Sunyata can be thought of as the ultimate negation, the ultimate voidness. It should be made clear, however, that it is not simply nothingness, for that would, in its own way, be a thing, a particular and definite state of being. Instead it is characterized by an absense of attachment to such particulars, going beyond them to the ultimate baselessness of reality. And that is they key- that there is no fundamental basis of reality.

Early scholastic Mahayana Buddhism was quite fond of distilling wisdom into fairly brief essays, generally in Sanskrit or Pali with names like The Perfection of Insight in 8000 Verses. The most succinct of these expresses The Perfection of Insight in One Letter: A. As in all other Indo-European languages, "a" here is the prefix meaning "not". That is, the ultimate insight is to gain a state of mind free from attachment and preconception, to achieve an understanding of sunyata.

An early (and yet quite complex) statement of the doctrine of sunyata can be found in the teachings of Nagarjuna found in the Madhyamika. Nagarjuna lived and taught in an era when a large number of Buddhist texts, both Mahayana and Hinayana, were becoming available to a wider ranger of students, as feats of writing and translation widened the reach of local teachers and ideas. Studying this wide hodge-podge of texts and teachings, Nagarjuna could not help but notice that a great many teachings attributed to the Buddha seemed to contradict one another. In the post-modern haze of the present century, scholars can point out that many of these texts were created years apart, often quite far from the homeland of the Buddha, and were attributed to the Blessed One out of a notion of humility we also find in a number of Greek schools of thought (and it certainly helped bolster the acceptance of these teachings). Nagarjuna had no such luxury; while he may have had some idea that he was dealing with works from multiple sources, it seems clear that he felt that the majority of the teachings he encountered, even contradictory ones, all fell from the mouth of the Buddha at some point.
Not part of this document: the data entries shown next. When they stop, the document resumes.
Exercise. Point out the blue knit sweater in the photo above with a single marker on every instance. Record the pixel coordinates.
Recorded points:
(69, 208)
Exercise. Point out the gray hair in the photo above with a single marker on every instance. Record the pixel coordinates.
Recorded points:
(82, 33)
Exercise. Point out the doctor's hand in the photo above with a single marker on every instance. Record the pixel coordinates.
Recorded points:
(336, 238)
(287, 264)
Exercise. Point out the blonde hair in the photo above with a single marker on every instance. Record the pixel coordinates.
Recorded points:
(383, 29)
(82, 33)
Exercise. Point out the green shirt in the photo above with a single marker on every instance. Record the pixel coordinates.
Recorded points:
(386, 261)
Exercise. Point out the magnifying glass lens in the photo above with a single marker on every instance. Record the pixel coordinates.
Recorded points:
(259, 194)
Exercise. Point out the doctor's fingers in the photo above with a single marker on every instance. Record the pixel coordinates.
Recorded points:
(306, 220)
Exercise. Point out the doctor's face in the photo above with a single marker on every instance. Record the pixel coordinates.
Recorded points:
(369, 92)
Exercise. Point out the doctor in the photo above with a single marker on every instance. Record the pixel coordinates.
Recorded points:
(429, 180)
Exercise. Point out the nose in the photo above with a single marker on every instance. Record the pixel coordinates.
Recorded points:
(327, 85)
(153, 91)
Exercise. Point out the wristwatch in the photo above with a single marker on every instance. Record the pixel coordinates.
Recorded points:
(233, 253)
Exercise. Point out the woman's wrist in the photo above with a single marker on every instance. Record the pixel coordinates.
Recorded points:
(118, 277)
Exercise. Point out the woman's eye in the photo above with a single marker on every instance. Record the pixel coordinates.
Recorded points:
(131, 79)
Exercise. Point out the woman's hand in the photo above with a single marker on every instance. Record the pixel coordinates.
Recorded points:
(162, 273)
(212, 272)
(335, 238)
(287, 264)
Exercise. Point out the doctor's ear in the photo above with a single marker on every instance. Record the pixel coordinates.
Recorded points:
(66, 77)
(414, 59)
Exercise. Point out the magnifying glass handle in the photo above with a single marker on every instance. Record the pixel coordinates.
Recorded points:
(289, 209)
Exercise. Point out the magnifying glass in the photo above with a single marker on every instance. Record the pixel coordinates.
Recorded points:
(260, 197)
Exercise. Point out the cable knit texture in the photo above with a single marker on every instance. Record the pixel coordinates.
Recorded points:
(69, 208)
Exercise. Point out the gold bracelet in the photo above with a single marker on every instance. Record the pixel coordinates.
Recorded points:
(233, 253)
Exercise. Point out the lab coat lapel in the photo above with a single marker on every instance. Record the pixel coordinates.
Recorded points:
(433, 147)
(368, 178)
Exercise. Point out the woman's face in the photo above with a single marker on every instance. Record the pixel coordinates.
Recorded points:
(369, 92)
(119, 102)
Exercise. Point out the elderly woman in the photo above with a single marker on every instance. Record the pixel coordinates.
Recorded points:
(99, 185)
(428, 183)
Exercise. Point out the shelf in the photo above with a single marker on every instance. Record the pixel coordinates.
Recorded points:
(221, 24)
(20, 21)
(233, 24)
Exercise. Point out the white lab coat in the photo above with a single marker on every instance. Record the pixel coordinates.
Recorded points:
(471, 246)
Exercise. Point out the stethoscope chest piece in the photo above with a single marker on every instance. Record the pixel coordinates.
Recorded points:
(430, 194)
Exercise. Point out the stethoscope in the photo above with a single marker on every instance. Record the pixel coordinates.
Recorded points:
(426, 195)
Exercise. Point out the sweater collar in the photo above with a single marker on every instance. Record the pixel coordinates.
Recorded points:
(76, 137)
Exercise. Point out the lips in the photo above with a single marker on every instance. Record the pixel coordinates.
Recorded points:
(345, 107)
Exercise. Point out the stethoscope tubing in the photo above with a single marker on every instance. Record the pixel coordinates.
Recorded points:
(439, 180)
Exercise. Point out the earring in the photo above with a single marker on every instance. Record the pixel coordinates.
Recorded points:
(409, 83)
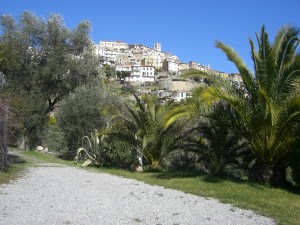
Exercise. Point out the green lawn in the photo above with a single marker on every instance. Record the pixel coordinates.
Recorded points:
(279, 204)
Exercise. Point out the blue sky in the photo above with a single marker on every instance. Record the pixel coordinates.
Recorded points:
(186, 28)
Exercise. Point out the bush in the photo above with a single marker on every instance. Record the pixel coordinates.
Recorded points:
(88, 108)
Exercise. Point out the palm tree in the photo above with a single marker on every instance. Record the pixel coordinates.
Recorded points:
(215, 142)
(147, 132)
(267, 108)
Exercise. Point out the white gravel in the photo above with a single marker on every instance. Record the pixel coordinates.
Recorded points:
(56, 194)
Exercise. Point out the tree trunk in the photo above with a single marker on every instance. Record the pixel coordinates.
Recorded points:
(271, 174)
(3, 135)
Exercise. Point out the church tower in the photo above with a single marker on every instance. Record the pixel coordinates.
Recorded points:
(157, 46)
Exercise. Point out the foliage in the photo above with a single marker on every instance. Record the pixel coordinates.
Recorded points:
(45, 60)
(123, 74)
(267, 108)
(216, 143)
(294, 163)
(147, 133)
(87, 154)
(90, 107)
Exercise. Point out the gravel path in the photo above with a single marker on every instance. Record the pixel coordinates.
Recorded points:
(57, 194)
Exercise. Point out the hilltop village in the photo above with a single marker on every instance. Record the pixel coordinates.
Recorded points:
(140, 65)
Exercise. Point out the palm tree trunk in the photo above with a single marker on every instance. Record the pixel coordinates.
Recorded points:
(261, 172)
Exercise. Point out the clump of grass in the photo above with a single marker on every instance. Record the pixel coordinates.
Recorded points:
(16, 168)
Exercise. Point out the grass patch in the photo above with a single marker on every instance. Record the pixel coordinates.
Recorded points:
(14, 171)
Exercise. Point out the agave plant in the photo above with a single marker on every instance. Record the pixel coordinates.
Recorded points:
(88, 153)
Nagarjuna's means of reconciling these apparent contraditions was a true innovation. Nagarjuna pioneered the idea that Truth lay in delivery from error, rather than in any sort of positive statements about the 'external' world. As the mind was foremost in the perception and creation of the world, making 'true' statements about external phenomena was a useless exercise. Real truth was found in seperating the mind from deluding ideas. So if the Buddha spoke of the ubiquity of change to one student, and to another spoke of something as being eternal and changeless (as Nirvana was sometimes attributed), it was not that the Buddha perjured himself, or intentionally led astray his students. In the first case, he was dealing with a being attatched to and deluded by the notion of permanence. His response was to 'treat' this delusion by teaching change. In the second case, the being concerned had become attatched to the notion of change, to the point that it caused delusion and suffering. The remedy was to teach the presence of a permanent phenomena.
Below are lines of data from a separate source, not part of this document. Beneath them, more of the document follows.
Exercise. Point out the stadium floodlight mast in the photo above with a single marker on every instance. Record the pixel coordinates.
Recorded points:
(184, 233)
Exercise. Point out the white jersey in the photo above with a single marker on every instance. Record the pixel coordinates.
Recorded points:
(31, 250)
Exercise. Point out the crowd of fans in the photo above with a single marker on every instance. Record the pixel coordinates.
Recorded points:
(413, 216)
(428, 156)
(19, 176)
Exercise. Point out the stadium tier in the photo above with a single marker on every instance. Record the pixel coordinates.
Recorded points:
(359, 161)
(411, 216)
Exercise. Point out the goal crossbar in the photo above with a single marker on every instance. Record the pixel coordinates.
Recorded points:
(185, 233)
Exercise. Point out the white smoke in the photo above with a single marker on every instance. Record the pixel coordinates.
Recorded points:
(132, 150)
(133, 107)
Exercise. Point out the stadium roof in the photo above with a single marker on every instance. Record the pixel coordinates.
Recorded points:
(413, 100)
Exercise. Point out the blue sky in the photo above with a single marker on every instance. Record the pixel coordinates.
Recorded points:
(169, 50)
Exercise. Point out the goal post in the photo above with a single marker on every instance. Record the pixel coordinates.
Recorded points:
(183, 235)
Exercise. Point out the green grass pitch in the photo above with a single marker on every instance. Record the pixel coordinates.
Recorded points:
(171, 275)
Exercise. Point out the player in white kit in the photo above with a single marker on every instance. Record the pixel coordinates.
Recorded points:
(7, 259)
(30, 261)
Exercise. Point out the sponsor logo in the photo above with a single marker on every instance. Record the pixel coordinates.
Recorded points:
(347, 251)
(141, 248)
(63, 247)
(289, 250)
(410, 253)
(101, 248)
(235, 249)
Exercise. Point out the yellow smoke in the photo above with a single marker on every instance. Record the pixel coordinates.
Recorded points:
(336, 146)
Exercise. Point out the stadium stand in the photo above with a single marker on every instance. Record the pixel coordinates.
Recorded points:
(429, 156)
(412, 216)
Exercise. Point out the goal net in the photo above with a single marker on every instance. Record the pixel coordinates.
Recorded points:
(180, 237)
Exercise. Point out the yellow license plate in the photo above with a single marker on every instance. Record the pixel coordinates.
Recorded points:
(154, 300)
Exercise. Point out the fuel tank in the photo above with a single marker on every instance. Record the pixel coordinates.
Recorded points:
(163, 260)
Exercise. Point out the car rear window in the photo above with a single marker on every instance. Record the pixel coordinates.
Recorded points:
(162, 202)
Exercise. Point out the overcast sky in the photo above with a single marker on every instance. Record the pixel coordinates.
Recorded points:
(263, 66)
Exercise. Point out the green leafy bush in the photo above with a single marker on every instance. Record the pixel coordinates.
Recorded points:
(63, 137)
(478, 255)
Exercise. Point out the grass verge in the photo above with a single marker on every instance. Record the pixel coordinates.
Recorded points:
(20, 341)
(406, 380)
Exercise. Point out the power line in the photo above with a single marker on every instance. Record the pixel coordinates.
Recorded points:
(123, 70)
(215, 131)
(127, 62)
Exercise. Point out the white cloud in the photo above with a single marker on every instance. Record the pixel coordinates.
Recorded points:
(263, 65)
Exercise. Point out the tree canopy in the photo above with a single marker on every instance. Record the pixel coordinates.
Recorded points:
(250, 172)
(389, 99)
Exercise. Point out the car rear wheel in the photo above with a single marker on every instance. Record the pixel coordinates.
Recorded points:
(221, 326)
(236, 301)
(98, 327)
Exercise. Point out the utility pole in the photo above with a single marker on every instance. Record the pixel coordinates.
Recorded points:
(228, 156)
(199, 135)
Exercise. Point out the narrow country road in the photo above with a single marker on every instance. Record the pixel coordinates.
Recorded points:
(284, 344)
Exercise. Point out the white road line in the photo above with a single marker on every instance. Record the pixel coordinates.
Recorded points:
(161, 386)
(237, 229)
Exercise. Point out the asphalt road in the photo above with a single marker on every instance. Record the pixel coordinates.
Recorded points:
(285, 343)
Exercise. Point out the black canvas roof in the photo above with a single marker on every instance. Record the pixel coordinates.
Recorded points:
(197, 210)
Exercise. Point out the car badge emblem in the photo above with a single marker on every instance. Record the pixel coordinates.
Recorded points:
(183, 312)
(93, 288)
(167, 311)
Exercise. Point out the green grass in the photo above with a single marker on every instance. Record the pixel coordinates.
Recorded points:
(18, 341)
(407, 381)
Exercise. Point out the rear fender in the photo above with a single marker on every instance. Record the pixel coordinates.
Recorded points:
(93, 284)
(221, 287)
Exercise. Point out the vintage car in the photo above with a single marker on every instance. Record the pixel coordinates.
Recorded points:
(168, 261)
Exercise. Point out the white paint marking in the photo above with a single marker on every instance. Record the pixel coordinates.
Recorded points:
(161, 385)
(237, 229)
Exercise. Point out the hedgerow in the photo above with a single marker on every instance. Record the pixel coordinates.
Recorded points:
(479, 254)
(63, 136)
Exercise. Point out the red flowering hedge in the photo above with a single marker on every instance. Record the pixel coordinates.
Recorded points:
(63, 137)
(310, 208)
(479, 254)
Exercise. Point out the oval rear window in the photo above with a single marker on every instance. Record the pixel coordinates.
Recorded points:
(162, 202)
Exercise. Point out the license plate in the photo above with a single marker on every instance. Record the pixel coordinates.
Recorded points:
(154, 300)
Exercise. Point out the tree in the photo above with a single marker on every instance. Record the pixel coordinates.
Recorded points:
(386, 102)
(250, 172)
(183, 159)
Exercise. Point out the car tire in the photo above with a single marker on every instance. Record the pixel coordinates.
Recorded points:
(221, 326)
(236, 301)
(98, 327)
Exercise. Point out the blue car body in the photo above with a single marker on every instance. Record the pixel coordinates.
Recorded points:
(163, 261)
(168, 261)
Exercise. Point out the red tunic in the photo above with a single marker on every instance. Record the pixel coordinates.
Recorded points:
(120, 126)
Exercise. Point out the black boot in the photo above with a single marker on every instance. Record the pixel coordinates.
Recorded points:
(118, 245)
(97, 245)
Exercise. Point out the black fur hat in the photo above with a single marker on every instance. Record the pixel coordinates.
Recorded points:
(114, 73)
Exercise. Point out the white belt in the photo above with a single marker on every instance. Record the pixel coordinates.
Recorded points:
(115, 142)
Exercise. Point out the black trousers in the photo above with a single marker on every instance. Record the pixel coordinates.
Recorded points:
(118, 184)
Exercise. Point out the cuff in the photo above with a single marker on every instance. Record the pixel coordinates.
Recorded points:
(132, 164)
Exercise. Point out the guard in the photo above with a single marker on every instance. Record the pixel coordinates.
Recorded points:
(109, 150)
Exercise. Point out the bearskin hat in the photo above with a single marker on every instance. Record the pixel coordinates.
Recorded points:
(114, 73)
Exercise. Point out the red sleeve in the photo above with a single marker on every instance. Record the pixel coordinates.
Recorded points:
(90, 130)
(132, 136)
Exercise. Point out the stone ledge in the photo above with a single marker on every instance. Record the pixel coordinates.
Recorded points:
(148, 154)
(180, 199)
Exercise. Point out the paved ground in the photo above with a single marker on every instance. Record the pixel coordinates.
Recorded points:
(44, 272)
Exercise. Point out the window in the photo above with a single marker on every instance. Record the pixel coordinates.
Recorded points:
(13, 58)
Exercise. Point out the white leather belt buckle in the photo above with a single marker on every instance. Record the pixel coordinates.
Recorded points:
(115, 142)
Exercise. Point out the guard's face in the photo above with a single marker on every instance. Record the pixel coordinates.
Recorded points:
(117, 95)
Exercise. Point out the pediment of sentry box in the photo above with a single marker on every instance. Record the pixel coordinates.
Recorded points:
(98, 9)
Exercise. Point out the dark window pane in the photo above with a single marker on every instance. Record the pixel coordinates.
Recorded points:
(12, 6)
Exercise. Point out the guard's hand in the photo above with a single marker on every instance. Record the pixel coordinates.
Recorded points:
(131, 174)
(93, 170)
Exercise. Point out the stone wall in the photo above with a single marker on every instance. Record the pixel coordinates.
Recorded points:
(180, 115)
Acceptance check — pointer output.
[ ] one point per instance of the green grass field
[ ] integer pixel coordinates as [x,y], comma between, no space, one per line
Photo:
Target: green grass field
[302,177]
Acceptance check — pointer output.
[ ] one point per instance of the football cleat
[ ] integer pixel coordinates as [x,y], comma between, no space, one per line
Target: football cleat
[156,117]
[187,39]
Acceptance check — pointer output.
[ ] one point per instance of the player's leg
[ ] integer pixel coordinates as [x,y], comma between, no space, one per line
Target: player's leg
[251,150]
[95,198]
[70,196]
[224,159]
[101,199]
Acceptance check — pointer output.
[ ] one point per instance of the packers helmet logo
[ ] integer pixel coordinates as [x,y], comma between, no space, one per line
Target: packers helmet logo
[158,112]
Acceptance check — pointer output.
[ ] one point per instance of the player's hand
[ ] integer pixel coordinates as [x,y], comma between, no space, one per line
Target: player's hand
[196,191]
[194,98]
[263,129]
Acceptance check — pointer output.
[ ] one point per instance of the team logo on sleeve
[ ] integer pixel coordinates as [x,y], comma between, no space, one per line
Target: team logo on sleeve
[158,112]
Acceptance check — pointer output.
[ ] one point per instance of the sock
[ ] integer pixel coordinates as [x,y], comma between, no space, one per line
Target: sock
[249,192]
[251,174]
In this way, Nagarjuna and the Madhyamika school regarded the teachings of the Buddha as a sort of psychological 'antidote' or remedy, in the sense of Indian ayrvedic medicine- an idiom in which the Buddha himself sometimes taught. Delusion was the sickness that afflicted the mind; through his powers of perception, the Buddha would diagnose this affliction, and treat it through the application of teachings designed to seperate the patient from their conceptualizations. Truth was sunyata, emptiness and negation- the elimination of wrong ideas which were not meant to be replaced with 'right' ones, or with anything else for that matter. Remember- in Buddhism, there are no nouns, only verbs.

If you got all that (I didn't), please /msg the Dalai Lama. He'll be very happy to hear it.